Grammaticality – Differentiating Simple, Compound, and Complex Sentences

grammaticality

We read about these three classes of sentences. For example,

  • It is too hot to go out without an umbrella. (Simple)
  • It is so hot that we cannot go out without an umbrella. (Complex)
  • It is very hot and so we cannot go out without an umbrella. (Compound)

My teacher then (around a decade back) pointed out the "too-to" structure in simple sentences and a "so-that" structure in complex sentences. He added that casual sentences like I am so busy or I am too tired are wrong and in each of those cases, we need a very, as in, I am very busy or I am very tired. His logic was that so or to need a that or to for meaningful completion, going by the examples above.

Is he correct? Does modern English deem I am so busy to be suitable or valid in formal contexts (say in written English or the English taught at schools)? Is It is too/so hot and so we cannot go out without an umbrella a valid compound sentence?

Best Answer

I think it very likely that your English teacher was giving you ‘baby rules’: the sort of very broad rules you give a child (or learner) to prevent it from hurting itself before it is old enough (or knowledgeable enough) to understand subtle qualifications.

  • In the case of too, your teacher was probably ‘protecting’ you from a very common learner’s error: using too as a simple intensive, equivalent to very.

    The ‘grown-up’ rule is that although it is quite true that too almost always involves a comparison of the sort you have in too hot to go out, this does not mean that the comparison must actually be expressed in every sentence in which you use too. The benchmark against which you are measuring may be entirely clear from the context.
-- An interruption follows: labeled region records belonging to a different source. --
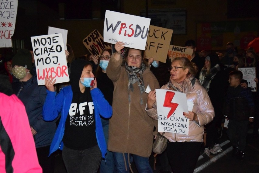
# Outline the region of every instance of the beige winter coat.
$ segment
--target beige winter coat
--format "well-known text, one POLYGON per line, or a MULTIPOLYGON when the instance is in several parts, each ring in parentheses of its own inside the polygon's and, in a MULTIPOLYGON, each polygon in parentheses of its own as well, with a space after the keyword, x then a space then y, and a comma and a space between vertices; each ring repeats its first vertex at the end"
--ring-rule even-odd
MULTIPOLYGON (((161 89, 169 89, 168 84, 162 86, 161 89)), ((214 116, 214 109, 208 93, 204 88, 196 80, 193 86, 192 91, 186 93, 188 100, 193 102, 192 111, 196 113, 199 122, 190 121, 189 135, 166 132, 165 136, 170 142, 201 142, 203 139, 204 126, 211 122, 214 116)), ((150 109, 146 110, 147 114, 154 119, 157 119, 156 105, 150 109)), ((160 132, 162 133, 162 132, 160 132)))
MULTIPOLYGON (((145 92, 140 94, 138 82, 133 85, 133 92, 128 90, 129 77, 125 67, 121 67, 122 62, 122 58, 117 61, 112 55, 106 69, 107 75, 114 87, 108 150, 148 157, 151 154, 154 127, 157 121, 149 116, 145 111, 148 94, 145 92)), ((149 68, 147 67, 142 75, 145 88, 148 84, 152 90, 159 88, 157 80, 149 68)))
    Do you want to go for a walk?
    No, thanks, it’s too hot.

  • In the case of so, your teacher was probably trying to keep you from using intensive so in an inappropriate register. This use of so is colloquial and almost never found in formal or semi-formal registers such as you are typically called upon to employ in school essays. But in conversation (or dialogue, if you are writing fiction or a play or a script) it’s perfectly acceptable:

    It is so hot today!

Such rules are pedagogically useful: they keep you focused on what you must learn and keep you from being distracted by all the million-and-one-things you might learn. But in language (as in pretty much everything else), once you reach a certain level of competence you may safely ignore classroom rules and instead follow the practice of writers and speakers you admire.